Sleep apnea is a common sleep disorder where a person’s breathing repeatedly stops and starts during sleep. This condition prevents the body from getting enough oxygen and leads to fragmented rest. The two main forms are Obstructive Sleep Apnea (OSA) and Central Sleep Apnea (CSA). OSA, the more prevalent type, occurs when soft tissues in the throat temporarily collapse and block the airway. CSA is less common and involves the brain failing to send correct signals to the breathing muscles. Because sleep apnea is linked to increased risks of conditions like high blood pressure and heart disease, professional medical attention is necessary for diagnosis and management.
Identifying the Sleep Medicine Specialist
The medical doctor who specializes in treating sleep apnea is known as a Sleep Medicine Specialist. These physicians typically complete a residency in a field like internal medicine, neurology, pediatrics, or otolaryngology, followed by a fellowship specifically in sleep medicine. The multidisciplinary nature of this field means specialists draw upon knowledge from various areas, including pulmonary medicine, psychiatry, and dentistry.

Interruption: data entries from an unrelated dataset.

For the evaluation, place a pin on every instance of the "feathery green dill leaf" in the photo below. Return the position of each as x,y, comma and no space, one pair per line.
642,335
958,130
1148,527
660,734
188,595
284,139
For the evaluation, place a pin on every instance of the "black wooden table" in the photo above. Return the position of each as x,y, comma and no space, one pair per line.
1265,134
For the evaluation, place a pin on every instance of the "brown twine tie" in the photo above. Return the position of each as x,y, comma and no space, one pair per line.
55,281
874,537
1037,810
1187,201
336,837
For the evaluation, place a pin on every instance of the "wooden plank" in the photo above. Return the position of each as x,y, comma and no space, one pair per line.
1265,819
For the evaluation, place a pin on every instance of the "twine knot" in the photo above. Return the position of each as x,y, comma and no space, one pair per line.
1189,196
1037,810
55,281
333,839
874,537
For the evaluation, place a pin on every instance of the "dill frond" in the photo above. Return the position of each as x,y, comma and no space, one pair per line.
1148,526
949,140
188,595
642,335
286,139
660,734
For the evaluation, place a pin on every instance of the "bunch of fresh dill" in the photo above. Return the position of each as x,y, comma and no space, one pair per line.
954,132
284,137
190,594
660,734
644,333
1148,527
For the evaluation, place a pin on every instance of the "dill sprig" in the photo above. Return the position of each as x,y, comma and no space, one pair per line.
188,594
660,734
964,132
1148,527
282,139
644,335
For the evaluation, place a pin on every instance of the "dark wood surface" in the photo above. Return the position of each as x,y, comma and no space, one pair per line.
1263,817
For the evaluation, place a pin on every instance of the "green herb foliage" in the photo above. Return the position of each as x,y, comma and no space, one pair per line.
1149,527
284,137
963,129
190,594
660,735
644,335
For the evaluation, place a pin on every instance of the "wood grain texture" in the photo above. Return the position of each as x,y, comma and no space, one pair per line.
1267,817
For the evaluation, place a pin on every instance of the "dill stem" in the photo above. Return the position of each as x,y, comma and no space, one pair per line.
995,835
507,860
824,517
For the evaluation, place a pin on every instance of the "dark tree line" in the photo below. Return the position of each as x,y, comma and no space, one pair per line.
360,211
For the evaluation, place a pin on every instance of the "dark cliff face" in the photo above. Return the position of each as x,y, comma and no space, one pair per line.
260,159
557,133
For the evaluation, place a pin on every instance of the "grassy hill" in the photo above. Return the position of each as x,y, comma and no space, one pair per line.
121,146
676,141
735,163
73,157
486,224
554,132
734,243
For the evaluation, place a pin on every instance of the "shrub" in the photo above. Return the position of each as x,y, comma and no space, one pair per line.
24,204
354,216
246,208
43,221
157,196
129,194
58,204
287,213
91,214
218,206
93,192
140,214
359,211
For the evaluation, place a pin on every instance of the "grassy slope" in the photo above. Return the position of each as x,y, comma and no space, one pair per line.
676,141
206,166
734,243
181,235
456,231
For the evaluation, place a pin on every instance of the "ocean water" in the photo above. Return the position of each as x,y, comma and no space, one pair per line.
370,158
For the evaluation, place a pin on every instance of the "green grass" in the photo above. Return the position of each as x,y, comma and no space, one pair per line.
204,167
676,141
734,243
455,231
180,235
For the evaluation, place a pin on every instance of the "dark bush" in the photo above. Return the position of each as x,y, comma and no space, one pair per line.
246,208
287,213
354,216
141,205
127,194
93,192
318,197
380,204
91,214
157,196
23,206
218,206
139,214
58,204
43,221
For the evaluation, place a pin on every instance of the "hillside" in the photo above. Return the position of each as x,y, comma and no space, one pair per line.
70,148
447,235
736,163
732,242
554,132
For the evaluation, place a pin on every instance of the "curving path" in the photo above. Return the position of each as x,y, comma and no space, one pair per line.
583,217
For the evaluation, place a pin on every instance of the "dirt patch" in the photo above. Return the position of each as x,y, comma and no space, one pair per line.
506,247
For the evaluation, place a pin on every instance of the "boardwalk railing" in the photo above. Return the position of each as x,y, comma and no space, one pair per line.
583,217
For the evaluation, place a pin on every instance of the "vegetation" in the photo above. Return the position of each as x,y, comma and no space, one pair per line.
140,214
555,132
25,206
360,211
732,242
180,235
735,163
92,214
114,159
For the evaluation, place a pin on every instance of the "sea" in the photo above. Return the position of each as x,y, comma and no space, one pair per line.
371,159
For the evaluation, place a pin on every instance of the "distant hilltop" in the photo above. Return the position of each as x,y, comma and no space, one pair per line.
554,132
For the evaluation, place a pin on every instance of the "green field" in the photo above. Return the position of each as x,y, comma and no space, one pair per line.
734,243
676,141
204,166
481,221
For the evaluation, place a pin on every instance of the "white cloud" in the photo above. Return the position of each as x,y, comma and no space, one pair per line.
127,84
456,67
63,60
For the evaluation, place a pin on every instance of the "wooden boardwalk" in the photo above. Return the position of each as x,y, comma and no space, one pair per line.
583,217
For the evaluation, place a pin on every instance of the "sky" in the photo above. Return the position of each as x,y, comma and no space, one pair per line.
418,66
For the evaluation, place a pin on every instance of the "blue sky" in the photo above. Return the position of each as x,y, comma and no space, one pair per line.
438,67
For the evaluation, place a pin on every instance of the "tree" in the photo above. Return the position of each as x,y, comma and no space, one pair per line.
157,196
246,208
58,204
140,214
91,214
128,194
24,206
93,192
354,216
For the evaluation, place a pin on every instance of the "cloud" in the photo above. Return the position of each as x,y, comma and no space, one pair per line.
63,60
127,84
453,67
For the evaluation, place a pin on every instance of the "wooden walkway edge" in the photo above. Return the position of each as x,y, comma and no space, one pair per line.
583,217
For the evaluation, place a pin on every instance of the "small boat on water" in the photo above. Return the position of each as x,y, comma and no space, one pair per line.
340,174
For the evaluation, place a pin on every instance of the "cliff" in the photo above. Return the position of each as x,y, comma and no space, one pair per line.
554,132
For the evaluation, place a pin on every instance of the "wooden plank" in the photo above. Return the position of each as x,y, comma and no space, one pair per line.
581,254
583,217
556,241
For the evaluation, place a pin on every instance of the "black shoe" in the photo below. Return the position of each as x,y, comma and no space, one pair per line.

Following their fellowship, specialists seek board certification in sleep medicine from a member board of the American Board of Medical Specialties (ABMS). This certification signifies a high standard of expertise in the diagnosis and treatment of all sleep disorders. For example, a physician might be certified by the American Board of Internal Medicine with a subspecialty in sleep medicine.
The Path to Diagnosis
The diagnosis of sleep apnea often begins with a Primary Care Physician (PCP). The PCP performs an initial screening based on symptoms reported by the patient or a bed partner, such as loud snoring, choking, or excessive daytime sleepiness. To gauge the probability and severity of the condition, the doctor utilizes standardized questionnaires.
Two common screening tools are the STOP-BANG questionnaire and the Epworth Sleepiness Scale (ESS). The STOP-BANG tool assesses risk factors like snoring, tiredness, observed apneas, and high blood pressure, along with demographic factors. The ESS measures the patient’s subjective level of daytime sleepiness. A high-risk score on these tools suggests a significant possibility of sleep apnea and warrants a referral to a sleep medicine specialist for definitive testing.
Diagnostic Procedures
Once a sleep specialist is involved, the next step is performing a diagnostic sleep study. The gold standard test is an overnight Polysomnography (PSG), conducted in a specialized sleep center. During a PSG, a technician monitors numerous biological signals, including brain activity, eye movements, heart rate, muscle activity, airflow, and blood oxygen levels.
An increasingly common alternative is a Home Sleep Apnea Test (HSAT), a simplified version patients perform themselves. HSATs typically measure airflow, breathing effort, and oxygen saturation, and are appropriate for patients with a high probability of uncomplicated OSA. The results of both tests are measured using the Apnea-Hypopnea Index (AHI), which is the average number of apnea and hypopnea events per hour of sleep. An AHI of 5 to 15 events per hour indicates mild sleep apnea, 15 to 30 is moderate, and 30 or more events per hour is classified as severe.
Comprehensive Treatment Management
The sleep specialist determines the most effective treatment plan based on the AHI severity and the specific type of apnea diagnosed. For most patients with Obstructive Sleep Apnea, the first-line treatment is Continuous Positive Airway Pressure (CPAP) therapy. A CPAP machine delivers a steady stream of pressurized air through a mask to keep the upper airway from collapsing during sleep.
If a patient cannot tolerate the single continuous pressure of CPAP, the specialist may prescribe an Auto-PAP (APAP) device, which automatically adjusts the pressure throughout the night. Another option is a Bi-level Positive Airway Pressure (BiPAP) machine. BiPAP delivers two different pressure settings: a higher pressure for inhalation and a lower pressure for exhalation, which many individuals find more comfortable. For those with mild to moderate OSA, Oral Appliance Therapy (OAT) is an alternative, involving a custom-fitted dental device that repositions the lower jaw and tongue to maintain an open airway.
Surgical options are generally reserved for patients who cannot tolerate or do not respond to positive airway pressure therapy. One traditional procedure is Uvulopalatopharyngoplasty (UPPP), which involves removing excess tissue from the back of the throat and palate to widen the airway. A newer, less invasive option is Hypoglossal Nerve Stimulation, where an implanted device senses the patient’s breathing and stimulates the nerve controlling tongue movement, pushing the tongue forward to prevent obstruction. The specialist also advises on lifestyle changes, such as weight loss and positional therapy, to help manage the condition.